Since the model is based to a certain, possibly considerable extent on uncertain knowledge, it is not precise. Thus, the model must be adapted, modified, etc. on the basis of acquired process data. This takes place advantageously, on the one hand, by means of the known model adaptation, which is added to data of preceding process states. On the basis of these data, it adjusts the model parameters, or the like, such that the model performance characteristics correspond as best as possible to those of the process. Moreover, the models are optimized in that they automatically modify themselves, thus, for example, by means of genetic algorithms, a combinatorial evolution, etc.
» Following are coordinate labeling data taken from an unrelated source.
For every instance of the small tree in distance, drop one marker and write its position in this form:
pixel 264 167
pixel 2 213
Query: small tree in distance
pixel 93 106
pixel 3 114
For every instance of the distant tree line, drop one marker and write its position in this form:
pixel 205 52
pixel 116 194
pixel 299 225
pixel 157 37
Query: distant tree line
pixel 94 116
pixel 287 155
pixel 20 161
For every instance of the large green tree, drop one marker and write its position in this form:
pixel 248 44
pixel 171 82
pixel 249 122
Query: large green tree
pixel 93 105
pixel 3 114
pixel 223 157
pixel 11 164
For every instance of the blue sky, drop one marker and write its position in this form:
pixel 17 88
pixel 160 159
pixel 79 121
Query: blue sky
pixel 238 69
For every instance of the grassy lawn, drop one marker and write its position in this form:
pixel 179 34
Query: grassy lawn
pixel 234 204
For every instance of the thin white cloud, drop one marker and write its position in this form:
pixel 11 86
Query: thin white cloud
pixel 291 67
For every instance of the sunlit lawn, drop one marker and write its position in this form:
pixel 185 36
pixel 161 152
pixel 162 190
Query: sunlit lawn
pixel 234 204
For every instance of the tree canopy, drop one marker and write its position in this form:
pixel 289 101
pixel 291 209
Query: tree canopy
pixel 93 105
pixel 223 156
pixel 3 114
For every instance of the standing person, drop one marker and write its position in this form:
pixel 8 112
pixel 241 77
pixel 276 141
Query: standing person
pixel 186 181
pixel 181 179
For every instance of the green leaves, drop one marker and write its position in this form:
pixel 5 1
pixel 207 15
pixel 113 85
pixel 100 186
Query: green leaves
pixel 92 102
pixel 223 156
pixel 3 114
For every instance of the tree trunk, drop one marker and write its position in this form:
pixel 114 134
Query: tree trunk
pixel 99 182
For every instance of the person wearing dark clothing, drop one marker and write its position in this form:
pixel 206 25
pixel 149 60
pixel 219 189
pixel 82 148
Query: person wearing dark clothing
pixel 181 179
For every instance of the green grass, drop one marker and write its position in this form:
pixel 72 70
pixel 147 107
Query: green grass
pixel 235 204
Such optimization strategies are known, e.g. from Ulrich Hoffmann, and Hanns Hofmann in "Einfuhrung in die Optimierung" Introduction to the Optimization!, published by Verlag Chemie GmbH, 1971 Weinheim/Bergstraβe; H. P. Schwefel in "Numerische Optimierung von Computer-Modellen mittels der Evolutionsstrategie" Numerical Optimization of Computer Models by means of the Evolution Strategy!, Basel, Stuttgart: Birkhauser 1977; Eberhard Schoneburg in "Genetische Algorithmen und Evolutionsstrategien" Genetic Algorithms and Evolution Strategies!, Bonn, Paris, Reading, Mass, Addison-Wesley, 1994; and Jochen Heistermann "Genetische Algorithmen: Theorie und Praxis evolutionarer Optimierung" Genetic Algorithms: Theory and Practice of Evolutionary Optimization!, Stuttgart, Leipzig, Teubner, 1994 (Teubner-Texte zur Informatik Teubner Texts for Information Studies!; volume 9).
The control system according to the present invention, together with the above described procedure according to the present invention, make it possible to abandon the design structure of a control method existing in known methods heretofore. Above a basic automation, which relates essentially to the process level (level I), there is only one single-stage, intelligent control method to which the setpoint values for production are specified and which automatically generates all selection variables (control commands) (level II). Because of the process result already achieved, continually better process results are assured in an intelligent self-optimization. Individual feedback control circuits can be eliminated. Quality-controlling sensors are only needed for controlling the process results. Thus, the control system according to the present invention has only two more essential levels, of which except for programming, for instance, the intelligent level does not require any visualization. For control purposes, however, the elements of the basic automation can be visualized in a generally known way.